Pedestrian individual segmentation method and device

Technical Field

The invention relates to the technical field of computer vision and pattern recognition, in particular to a pedestrian individual segmentation method and device based on the combination of the thickness and the granularity of a full convolution neural network.

Background

The pedestrian individual segmentation problem is one of the most important problems in the fields of scene understanding, biological feature recognition and the like. Most of the traditional pedestrian segmentation methods require that other pedestrians cannot be contained in the background, and the segmentation result is obtained by distinguishing the difference between the human body and the environment. However, in an actual scene, there are a lot of cases where pedestrians are shielded from each other, and at this time, the conventional pedestrian segmentation method cannot obtain a satisfactory result. The problem can be partially solved by combining individual detection and pedestrian segmentation, but the individual detection is time-consuming and serious, and in many cases, even if the individual position is accurately detected, a perfect individual segmentation result cannot be obtained due to the fact that a plurality of pieces of human body information are contained in the region. The method for combining the fineness and the granularity can better solve the problem.

Disclosure of Invention

Aiming at the problems encountered in individual pedestrian segmentation in the prior art, the invention utilizes a coarse-grained segmentation model to shield other pedestrians appearing in the background in a mode of combining the coarse-grained segmentation model and a fine-grained segmentation model, and performs fine segmentation on the basis by using the fine-grained model to obtain the individual segmentation result. Firstly, training a coarse-grained human-shaped contour segmentation model of a multilayer full-convolution neural network by utilizing a large number of human-shaped images with marks; then, the human figure segmentation results of all images are obtained by utilizing the coarse-grained human figure contour segmentation model, and the background area on the images is subtracted (namely, the corresponding pixels are set to be 0) according to the segmentation results, so that the background area is used as the input of a fine-grained segmentation model; and finally, training a fine-grained human-shaped segmentation model by using the image of the shielding background as input and the fine human-shaped mark as supervision information.
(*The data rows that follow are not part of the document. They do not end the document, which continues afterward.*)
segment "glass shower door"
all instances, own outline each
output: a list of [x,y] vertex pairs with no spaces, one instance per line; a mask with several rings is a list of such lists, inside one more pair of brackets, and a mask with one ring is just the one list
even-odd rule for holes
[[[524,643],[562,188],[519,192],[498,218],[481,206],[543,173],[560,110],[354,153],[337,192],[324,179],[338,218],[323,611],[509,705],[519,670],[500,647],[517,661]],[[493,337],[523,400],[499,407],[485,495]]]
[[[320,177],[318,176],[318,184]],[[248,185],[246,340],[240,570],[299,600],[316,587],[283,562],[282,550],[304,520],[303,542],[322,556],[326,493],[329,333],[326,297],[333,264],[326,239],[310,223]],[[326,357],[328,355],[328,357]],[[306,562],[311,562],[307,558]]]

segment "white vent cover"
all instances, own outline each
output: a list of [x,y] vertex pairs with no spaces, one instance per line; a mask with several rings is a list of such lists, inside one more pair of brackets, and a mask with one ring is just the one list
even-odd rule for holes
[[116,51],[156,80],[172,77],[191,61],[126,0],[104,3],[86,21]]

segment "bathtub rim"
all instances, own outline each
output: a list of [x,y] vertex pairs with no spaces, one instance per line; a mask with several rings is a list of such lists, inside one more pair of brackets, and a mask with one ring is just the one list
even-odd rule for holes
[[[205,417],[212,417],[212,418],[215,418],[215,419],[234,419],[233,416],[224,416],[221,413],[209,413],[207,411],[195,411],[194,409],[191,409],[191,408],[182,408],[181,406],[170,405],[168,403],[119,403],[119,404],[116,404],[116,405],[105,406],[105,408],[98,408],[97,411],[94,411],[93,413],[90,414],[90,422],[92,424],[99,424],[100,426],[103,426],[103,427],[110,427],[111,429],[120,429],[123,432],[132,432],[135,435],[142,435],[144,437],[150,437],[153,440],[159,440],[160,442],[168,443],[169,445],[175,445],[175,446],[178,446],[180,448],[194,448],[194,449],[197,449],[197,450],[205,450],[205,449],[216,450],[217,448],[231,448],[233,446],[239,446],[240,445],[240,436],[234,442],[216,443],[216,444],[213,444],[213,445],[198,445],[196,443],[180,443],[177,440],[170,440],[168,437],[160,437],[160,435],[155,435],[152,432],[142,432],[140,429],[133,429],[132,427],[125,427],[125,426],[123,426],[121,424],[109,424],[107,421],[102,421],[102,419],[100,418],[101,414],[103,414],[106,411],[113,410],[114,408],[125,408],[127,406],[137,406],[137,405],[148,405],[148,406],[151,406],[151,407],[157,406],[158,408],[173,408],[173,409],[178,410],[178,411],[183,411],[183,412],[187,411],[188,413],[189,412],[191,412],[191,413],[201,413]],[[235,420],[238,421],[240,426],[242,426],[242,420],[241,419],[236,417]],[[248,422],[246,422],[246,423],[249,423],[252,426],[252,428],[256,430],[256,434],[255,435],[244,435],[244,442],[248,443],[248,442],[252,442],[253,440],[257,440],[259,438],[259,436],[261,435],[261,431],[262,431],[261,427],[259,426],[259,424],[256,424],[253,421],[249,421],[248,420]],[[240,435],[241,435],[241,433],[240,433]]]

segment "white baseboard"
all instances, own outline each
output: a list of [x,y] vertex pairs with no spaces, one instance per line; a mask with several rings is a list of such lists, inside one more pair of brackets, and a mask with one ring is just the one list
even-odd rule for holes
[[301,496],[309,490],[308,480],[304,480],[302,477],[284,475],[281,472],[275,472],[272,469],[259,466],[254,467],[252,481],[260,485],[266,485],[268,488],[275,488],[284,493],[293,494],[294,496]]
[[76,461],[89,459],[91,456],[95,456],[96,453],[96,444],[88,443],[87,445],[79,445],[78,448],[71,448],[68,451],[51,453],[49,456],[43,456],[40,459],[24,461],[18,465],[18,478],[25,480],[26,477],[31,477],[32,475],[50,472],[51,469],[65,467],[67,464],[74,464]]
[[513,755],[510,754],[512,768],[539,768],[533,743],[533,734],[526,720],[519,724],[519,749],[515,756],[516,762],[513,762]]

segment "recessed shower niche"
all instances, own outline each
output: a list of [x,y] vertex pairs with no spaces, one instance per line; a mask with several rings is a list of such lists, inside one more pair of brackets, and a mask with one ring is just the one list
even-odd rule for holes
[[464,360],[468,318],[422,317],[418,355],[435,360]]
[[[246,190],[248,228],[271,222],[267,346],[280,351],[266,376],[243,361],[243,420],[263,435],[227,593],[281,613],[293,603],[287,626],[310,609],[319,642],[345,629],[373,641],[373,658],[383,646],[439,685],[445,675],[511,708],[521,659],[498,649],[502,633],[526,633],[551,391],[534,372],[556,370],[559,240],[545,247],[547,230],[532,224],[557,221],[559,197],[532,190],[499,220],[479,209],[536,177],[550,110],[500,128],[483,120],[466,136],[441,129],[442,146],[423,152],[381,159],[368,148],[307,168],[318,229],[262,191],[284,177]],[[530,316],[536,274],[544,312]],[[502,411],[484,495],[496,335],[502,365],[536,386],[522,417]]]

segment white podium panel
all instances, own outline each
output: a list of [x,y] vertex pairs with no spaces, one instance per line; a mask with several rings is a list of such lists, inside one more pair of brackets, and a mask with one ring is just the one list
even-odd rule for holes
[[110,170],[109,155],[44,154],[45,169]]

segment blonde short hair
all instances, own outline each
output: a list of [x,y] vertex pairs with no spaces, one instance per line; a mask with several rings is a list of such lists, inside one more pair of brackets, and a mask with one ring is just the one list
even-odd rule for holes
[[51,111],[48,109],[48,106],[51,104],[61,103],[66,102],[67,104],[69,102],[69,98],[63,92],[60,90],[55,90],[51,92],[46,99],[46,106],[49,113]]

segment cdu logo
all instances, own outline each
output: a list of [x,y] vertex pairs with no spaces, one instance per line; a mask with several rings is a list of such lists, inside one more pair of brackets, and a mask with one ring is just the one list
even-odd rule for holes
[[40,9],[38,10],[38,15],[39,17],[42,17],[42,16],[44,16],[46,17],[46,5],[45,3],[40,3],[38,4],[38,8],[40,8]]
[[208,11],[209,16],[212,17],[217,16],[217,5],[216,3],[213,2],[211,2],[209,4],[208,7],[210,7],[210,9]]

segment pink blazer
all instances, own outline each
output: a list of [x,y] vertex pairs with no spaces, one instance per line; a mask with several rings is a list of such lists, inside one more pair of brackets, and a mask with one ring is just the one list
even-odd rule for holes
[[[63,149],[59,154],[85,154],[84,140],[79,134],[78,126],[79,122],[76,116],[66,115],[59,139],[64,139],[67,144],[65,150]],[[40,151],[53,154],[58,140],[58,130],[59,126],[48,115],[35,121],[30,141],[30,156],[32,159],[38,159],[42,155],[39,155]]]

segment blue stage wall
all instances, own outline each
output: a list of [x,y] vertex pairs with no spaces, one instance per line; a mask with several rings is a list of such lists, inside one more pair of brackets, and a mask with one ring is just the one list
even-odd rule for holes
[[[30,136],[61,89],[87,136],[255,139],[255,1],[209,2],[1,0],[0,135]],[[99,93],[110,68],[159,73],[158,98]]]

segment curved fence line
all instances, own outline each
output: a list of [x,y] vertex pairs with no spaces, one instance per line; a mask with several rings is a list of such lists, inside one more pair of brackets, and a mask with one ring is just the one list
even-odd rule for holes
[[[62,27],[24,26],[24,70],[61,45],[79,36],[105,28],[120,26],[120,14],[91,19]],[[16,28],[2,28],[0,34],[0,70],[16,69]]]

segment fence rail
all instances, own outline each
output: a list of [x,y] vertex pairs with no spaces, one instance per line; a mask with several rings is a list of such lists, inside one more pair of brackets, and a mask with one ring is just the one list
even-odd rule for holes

In order to achieve the above object, a first aspect of the present invention provides a pedestrian individual segmentation method, including:

carrying out pedestrian segmentation on the image to be processed by utilizing a pre-trained coarse-grained human-shaped contour segmentation model to obtain a block segmentation result; the block segmentation image comprises a plurality of blocks marked as a background and a foreground, wherein the blocks marked as the background do not contain a pedestrian body, and the blocks marked as the foreground contain partial images of the pedestrian body;

removing a background image in a part corresponding to the blocked pedestrian segmentation result in the image to be processed to obtain a coarse-grained segmentation image;

inputting the coarse-grained segmentation image into a pre-trained fine-grained human-shaped contour segmentation model;

the coarse-grained human-shaped contour segmentation model and the fine-grained human-shaped contour segmentation model are obtained through full convolution neural network training.

The first full convolution neural network corresponding to the coarse-grained human-shaped contour segmentation model comprises a plurality of convolution layers and an anti-convolution layer; the second full convolution neural network corresponding to the fine-grained human-shaped contour segmentation model comprises a plurality of convolution layers and a plurality of anti-convolution layers, and the plurality of convolution layers and the plurality of anti-convolution layers are in centrosymmetric structures and combined into a funnel shape.

The method also comprises a training step of the coarse-grained human-shaped contour segmentation model, which comprises the following steps:

carrying out blocking processing on training samples with pedestrian marks in the training data set to obtain blocking processing results of the training samples;

normalizing training samples for training to be uniform in size, and then sending the normalized training samples into a first full convolution neural network corresponding to a coarse-grained human-shaped contour segmentation model;

comparing the block segmentation result output by the coarse-grained human-shaped contour segmentation model with the block processing result of the corresponding training sample to obtain a prediction error;

and reducing the prediction error by adopting a back propagation algorithm and a random gradient descent method to train a first full convolution neural network corresponding to the coarse-grained human-shaped contour segmentation model, and performing repeated iterative training to obtain a final coarse-grained human-shaped contour segmentation model.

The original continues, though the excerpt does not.